Soit me dit le colonel, venez tous les jours déjeuner avec nous.
- Le chemin, pour arriver à la tranchée n’est pas précisément semé de roses, répondis-je mais on ne sait pas ce qui peut arriver, et je prends bonne note de votre invitation.
Je me congédiai de mes hôtes et je retournai à Sonderborg en longeant près du moulin qui tient à l’ex-demeure du chef des avant-postes. Là une grenade passa sur ma tête avec un bruit infernal et alla s’épanouir plus loin en remplissant l’air de furieuses trépidations.
Enfin j’arrivai sur un des ponts en bois qui lient l’île à Duppel, juste à temps pour voir défiler un convoi de prisonniers prussiens.
Ils étaient vingt-quatre avec un lieutenant à peine âgé de vingt-ans. Tous, ils avaient été faits prisonniers par un caporal et six hommes; voici dans quelles circonstances. Au moment où le Rolf-Krake envoyait entre les batteries et d’où étaient menacées les colonnes prussiennes, par une ronde de mitraille, il y eut parmi les troupes allemandes une véritable panique suivie d’un mouvement de retraite.
Les vingt-quatre soldats avec le lieutenant ayant continué leur marche en avant se trouvèrent isolés; un pli de terrain pouvait les protéger, ils s’y blottirent.
C’est en vain que le jeune lieutenant leur commande de retourner en arrière pour rejoindre leur régiment; aucun ne voulut braver le canon, et personne ne bouge. Par hasard, un caporal danois avec six hommes, ayant passé par là, les prussiens furent sommés de rendre leurs armes.
Ils se crurent entourés par l’ennemi et se rendirent. Lorsque le jeune lieutenant connut la vérité, il opposa une énergique mais inutile résistance, préférant la mort à ce que, dans l’exagération de sa susceptibilité de militaire, il considérait comme un déshonneur.
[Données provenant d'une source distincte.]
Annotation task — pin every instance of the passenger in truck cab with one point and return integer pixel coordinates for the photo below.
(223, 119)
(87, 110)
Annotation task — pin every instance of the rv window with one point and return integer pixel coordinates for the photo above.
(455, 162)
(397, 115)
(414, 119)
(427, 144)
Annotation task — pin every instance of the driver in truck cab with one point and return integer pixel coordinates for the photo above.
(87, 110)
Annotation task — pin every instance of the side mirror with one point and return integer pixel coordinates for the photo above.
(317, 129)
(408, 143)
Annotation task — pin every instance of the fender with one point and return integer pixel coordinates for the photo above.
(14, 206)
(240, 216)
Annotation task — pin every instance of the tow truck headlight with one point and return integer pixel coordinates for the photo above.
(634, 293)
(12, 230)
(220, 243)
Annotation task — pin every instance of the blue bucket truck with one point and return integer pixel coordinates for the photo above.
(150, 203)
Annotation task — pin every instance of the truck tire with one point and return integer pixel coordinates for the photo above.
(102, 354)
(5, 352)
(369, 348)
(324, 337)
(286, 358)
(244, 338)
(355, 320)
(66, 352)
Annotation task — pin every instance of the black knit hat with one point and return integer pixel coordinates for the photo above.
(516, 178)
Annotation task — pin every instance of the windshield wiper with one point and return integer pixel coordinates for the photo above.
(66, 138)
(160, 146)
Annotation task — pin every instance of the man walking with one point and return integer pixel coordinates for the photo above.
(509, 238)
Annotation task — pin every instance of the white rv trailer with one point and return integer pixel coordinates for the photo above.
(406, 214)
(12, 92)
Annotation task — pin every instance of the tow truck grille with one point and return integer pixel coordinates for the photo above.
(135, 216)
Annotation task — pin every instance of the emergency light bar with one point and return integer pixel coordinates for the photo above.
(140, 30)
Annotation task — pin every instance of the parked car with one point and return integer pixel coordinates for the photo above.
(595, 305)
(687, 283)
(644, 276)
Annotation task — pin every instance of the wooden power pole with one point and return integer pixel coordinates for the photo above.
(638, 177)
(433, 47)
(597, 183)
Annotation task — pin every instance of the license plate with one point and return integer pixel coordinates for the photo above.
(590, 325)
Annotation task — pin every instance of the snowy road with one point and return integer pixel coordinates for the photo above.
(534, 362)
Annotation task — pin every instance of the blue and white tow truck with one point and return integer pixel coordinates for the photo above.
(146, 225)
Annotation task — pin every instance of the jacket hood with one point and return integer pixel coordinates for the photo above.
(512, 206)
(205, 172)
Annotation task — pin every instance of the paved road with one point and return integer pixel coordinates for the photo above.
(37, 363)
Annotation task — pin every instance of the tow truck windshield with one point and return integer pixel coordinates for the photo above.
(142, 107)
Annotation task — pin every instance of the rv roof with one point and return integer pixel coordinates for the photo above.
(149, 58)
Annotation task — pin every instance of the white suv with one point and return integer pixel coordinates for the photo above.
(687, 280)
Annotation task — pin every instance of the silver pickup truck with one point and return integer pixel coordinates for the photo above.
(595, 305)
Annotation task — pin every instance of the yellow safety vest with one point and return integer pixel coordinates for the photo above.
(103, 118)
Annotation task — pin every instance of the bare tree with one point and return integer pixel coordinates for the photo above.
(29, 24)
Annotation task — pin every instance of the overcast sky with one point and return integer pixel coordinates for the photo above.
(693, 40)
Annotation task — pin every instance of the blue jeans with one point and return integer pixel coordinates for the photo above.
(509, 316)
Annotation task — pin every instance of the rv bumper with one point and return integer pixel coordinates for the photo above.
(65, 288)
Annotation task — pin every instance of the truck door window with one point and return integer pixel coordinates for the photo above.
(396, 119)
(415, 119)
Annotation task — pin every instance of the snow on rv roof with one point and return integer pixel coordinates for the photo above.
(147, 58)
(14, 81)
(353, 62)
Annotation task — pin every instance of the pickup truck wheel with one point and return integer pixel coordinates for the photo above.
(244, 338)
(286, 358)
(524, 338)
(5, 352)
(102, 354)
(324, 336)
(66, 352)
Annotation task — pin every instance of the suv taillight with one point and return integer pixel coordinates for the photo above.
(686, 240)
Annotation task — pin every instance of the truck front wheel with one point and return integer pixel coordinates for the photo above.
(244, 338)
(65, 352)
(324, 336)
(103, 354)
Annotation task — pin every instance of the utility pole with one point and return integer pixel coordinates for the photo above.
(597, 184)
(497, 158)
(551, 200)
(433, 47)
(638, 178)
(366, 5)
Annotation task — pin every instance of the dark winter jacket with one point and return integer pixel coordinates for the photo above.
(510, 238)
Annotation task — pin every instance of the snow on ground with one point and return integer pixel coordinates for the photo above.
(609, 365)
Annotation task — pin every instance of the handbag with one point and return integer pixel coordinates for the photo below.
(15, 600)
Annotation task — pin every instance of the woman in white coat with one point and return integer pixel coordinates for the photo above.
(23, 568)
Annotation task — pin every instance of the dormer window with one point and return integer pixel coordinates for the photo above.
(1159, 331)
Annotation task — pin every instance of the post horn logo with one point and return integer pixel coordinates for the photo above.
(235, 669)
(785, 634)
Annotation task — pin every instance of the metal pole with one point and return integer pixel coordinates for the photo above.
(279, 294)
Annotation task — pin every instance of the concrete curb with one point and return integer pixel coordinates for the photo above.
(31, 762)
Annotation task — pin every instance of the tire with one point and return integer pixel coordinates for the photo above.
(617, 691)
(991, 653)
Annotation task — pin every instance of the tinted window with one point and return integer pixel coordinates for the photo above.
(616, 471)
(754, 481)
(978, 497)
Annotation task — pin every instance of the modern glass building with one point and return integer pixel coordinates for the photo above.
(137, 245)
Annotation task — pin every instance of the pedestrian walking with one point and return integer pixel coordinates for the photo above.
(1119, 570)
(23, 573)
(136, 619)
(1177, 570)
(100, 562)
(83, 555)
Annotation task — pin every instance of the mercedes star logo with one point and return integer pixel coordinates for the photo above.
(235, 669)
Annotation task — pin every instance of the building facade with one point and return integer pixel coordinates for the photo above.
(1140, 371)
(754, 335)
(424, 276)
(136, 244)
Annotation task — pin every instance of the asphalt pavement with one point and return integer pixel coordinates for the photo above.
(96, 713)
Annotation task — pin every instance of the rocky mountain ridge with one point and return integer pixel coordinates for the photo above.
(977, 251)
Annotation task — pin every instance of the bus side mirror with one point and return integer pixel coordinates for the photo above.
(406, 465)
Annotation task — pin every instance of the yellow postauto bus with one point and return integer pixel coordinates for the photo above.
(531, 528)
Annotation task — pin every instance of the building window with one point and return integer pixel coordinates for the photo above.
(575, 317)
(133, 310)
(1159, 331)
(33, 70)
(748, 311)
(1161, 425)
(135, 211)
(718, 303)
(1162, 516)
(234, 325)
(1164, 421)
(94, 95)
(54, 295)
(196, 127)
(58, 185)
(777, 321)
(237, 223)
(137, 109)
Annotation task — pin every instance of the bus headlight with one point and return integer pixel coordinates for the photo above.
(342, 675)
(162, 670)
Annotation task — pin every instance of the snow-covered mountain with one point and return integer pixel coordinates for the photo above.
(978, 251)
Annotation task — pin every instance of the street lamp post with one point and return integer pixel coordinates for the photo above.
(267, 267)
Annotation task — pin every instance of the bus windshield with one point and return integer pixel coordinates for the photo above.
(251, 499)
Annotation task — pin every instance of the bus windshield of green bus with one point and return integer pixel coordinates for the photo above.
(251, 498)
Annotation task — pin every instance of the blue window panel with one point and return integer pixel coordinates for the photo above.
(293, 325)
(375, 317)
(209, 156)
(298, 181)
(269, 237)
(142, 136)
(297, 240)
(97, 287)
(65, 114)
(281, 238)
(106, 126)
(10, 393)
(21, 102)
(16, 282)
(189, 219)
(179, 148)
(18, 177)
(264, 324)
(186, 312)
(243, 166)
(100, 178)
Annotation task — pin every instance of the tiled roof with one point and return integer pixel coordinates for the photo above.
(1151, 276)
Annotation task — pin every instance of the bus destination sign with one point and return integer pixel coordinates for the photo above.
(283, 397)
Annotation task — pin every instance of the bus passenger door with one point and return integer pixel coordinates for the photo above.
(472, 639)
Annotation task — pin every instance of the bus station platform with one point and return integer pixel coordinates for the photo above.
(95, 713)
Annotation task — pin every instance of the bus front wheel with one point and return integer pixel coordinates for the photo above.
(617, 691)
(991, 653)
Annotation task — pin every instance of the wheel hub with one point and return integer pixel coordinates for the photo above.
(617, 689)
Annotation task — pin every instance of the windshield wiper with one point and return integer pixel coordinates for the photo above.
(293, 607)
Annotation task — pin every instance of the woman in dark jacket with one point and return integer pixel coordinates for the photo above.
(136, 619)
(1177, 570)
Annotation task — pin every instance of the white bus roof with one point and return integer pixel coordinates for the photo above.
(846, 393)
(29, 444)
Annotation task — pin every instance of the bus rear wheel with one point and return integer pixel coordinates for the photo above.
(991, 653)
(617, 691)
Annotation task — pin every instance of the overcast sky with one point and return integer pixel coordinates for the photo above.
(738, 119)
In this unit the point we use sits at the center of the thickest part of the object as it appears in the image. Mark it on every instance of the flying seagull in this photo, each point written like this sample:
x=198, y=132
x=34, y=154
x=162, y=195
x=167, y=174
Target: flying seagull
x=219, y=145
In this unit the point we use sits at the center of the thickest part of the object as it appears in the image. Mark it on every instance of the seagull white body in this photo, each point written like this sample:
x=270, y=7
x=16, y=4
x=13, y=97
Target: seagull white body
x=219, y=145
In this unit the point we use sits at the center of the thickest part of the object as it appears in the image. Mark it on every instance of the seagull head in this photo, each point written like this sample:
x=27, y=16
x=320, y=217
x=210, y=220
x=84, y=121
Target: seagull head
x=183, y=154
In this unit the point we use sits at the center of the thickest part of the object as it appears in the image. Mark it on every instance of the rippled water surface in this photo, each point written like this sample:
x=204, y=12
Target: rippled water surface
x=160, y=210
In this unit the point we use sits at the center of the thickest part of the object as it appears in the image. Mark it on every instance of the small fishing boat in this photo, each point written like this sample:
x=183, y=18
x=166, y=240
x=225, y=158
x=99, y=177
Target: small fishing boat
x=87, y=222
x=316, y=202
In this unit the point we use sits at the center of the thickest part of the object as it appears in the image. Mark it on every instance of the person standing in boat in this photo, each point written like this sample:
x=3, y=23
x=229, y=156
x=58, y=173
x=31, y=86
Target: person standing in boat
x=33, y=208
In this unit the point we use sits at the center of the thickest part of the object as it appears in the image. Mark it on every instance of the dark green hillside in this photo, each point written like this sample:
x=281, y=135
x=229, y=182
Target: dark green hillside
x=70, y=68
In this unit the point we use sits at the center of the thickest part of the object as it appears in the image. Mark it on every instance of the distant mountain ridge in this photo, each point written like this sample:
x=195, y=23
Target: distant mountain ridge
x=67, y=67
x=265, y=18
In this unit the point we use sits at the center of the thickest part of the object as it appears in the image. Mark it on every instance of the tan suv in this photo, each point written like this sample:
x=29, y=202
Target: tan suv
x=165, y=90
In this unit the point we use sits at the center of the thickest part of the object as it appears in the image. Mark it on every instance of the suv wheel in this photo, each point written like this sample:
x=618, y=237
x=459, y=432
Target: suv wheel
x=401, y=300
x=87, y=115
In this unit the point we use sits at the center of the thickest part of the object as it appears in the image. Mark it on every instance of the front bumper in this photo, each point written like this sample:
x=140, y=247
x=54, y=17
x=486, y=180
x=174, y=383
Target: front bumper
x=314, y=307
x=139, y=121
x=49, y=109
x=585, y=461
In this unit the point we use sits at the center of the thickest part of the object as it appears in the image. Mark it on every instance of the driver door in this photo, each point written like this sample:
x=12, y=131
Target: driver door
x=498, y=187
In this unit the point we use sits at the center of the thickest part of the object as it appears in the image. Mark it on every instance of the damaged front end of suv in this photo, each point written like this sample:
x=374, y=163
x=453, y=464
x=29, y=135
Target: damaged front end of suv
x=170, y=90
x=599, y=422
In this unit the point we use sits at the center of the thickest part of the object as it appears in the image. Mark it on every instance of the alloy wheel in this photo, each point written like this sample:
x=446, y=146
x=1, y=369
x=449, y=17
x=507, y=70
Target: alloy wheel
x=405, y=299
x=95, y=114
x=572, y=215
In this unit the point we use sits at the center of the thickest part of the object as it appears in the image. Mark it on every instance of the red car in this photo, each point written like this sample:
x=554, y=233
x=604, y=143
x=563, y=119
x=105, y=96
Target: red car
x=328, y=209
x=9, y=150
Les soldats demandèrent aux danois, s’ils voulaient les tuer. Ceux-ci leur dirent de ne pas craindre t leur passèrent leur gourde remplie de vin. Les prisonniers, à l’exception du lieutenant, sont des polonais, du duché de Posen. Ils avaient l’air enchanté de leur sort.
Quant au jeune officier allemand il marchait fièrement, les habits couverts de boue et de grosses larmes s’échappaient de ses yeux.
Ces prisonniers ont été provisoirement conduits dans une des salles de la mairie donnant sur la rue, et faisant face à la maison où j’habitais.
Des soldats danois sont montés sur les épaules de quelques camarades pour atteindre aux fenêtres des prisonniers et leur donner des cigares, et de l’eau-de-vie, des tartines de pain et de beurre et de la viande.
Des habitants de Sonderborg se mirent de la partie, et il y eût comme une pluie de bonnes choses lancées par la fenêtre à ces malheureux qui se trouvaient les plus heureux du monde de ne point se battre contre de si braves gens au profit des ennemis de la Pologne, dont ils se sentent toujours les enfants dépossédés. J’ai vu plusieurs de ces prisonniers danser de joie, agiter leur bonnet rond et envoyer de la main des baisers aux filles d’auberge qui leur lançaient des coups d’œil incendiaires.
Je vous raconte ce détail, mon cher directeur, pour vous donner une idée de la bonté des danois et de la manière véritablement paternelle dont ils traitent les ennemis tombés en leur pouvoir. Certainement, ils sont mieux logés et nourris, quoique gratuitement, que nous ne le sommes ici, les correspondants de journaux, en payant très cher toutes choses.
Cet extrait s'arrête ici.